# PT shirts?



## Ontario23 (6 Sep 2012)

Hey, hope this is the right section. I've searched for this, by the way, but couldn't find anything.

Anyways, recently at the gym I've been eeing some guys with grey shirt thats read ARMY, and underneath that, the  French word, ARMEE. I'm curious as to whether or not these shirts are strictly Canadian Forces shirts, issued to members who have or are currently serving. It would also tell me if these guys from my town have been members of the CF, too, because I don't know anyone from where I live who serves or has served in the CF. (at least not present day)


----------



## Lerch (6 Sep 2012)

Sounds like the cheap shirts you can buy at the Canex, which means that these guys at your gym may or may not be military, they just had to be on base at some point in time.


----------



## aesop081 (6 Sep 2012)

Lerch said:
			
		

> they just had to be on base at some point in time.



Or developed the ability to shop at surplus stores. Yup, seen them there.


----------



## Remius (6 Sep 2012)

I have the same shirt.  It was a promotional item I believe that the army had produced for recruiters to promote the army.  They gave them away essentially to prospects and such.  I could be wrong, since I have a lot of stuff from my recruiting days.  But you can find similar shirts all over the place.
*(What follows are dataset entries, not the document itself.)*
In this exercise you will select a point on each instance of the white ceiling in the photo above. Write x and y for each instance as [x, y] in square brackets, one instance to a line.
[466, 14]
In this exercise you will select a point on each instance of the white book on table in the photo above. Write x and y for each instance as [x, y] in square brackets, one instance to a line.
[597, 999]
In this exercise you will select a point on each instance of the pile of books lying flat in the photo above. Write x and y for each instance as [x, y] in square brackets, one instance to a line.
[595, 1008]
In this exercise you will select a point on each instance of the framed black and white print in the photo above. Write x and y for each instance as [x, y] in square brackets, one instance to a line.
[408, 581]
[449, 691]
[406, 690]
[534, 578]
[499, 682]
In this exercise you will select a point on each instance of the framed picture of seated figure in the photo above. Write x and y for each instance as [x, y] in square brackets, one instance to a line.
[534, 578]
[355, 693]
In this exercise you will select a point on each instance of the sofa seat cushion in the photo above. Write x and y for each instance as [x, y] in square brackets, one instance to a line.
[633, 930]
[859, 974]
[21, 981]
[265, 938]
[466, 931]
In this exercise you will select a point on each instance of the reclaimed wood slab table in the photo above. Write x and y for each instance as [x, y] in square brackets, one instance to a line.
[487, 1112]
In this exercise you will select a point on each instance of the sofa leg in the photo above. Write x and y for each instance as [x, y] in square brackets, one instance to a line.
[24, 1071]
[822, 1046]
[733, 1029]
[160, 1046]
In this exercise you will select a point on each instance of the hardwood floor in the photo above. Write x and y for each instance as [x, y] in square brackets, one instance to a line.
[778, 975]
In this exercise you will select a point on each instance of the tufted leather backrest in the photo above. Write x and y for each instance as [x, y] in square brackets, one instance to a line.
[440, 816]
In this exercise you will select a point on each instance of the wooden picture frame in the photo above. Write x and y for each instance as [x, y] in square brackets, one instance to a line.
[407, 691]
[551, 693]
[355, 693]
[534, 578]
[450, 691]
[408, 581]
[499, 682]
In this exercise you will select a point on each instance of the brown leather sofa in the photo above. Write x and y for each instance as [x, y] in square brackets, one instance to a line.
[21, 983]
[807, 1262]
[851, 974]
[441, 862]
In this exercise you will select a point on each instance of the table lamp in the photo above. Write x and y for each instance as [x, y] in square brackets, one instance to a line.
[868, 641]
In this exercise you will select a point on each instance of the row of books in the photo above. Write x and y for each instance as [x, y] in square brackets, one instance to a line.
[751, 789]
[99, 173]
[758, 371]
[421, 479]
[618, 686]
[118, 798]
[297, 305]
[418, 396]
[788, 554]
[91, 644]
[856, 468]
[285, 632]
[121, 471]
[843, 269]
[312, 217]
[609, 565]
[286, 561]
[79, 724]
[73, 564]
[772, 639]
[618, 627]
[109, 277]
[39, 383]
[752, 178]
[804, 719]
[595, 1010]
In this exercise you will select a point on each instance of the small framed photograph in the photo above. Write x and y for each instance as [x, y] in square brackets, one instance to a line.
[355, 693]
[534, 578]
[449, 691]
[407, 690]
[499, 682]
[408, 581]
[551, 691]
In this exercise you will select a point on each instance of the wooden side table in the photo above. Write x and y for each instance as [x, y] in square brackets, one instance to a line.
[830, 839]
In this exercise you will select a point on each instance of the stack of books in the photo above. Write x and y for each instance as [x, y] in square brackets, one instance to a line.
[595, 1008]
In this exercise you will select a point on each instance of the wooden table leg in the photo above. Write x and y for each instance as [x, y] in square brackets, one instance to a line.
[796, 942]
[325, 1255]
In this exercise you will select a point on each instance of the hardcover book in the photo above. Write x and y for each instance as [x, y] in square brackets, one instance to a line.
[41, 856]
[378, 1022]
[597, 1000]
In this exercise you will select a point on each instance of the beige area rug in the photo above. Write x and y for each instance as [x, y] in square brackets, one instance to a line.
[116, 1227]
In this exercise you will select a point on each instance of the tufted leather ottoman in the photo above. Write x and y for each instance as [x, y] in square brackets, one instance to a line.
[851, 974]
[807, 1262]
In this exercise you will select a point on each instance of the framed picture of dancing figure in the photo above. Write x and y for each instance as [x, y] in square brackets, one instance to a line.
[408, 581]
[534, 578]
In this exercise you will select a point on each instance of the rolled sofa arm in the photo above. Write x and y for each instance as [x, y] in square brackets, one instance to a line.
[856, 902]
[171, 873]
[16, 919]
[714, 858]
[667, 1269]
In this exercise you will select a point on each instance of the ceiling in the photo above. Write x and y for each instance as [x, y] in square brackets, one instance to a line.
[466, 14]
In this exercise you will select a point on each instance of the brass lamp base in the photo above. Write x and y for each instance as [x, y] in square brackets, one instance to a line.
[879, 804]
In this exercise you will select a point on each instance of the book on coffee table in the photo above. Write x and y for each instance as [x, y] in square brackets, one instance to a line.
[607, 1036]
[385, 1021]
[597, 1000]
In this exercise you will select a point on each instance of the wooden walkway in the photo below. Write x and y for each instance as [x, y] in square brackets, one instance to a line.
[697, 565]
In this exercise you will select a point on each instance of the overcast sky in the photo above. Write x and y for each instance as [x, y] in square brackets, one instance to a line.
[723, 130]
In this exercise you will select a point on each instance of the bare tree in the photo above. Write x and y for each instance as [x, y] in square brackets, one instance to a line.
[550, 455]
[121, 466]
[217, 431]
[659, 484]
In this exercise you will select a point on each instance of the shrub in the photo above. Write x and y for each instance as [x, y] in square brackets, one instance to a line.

What i can tell you is that it isn't in the scale of issued kit.  So they might not be military or they might be.


----------



## TN2IC (6 Sep 2012)

These shirts you could buy at the CANEX a few years back. I have two of my own. Too bad they are wearing out now. I personally like them.


----------



## Canadian.Trucker (6 Sep 2012)

Army?  Je ne comprends pas.  AAAHHH!!! Armee!  Je comprends!


----------



## Sigs Pig (6 Sep 2012)

Nothing says ARMY better than a shirt that looks like you have just finished (and won?) a knife fight.

Army T-shirt

ME


----------



## Haggis (6 Sep 2012)

Sigs Pig said:
			
		

> Nothing says ARMY better than a shirt that looks like you have just finished (and won?) a knife fight.
> 
> Army T-shirt
> 
> ME



"*Unfortunately, this product is no longer available.* For an alternative suggestion, contact our Fashion Advisors"


----------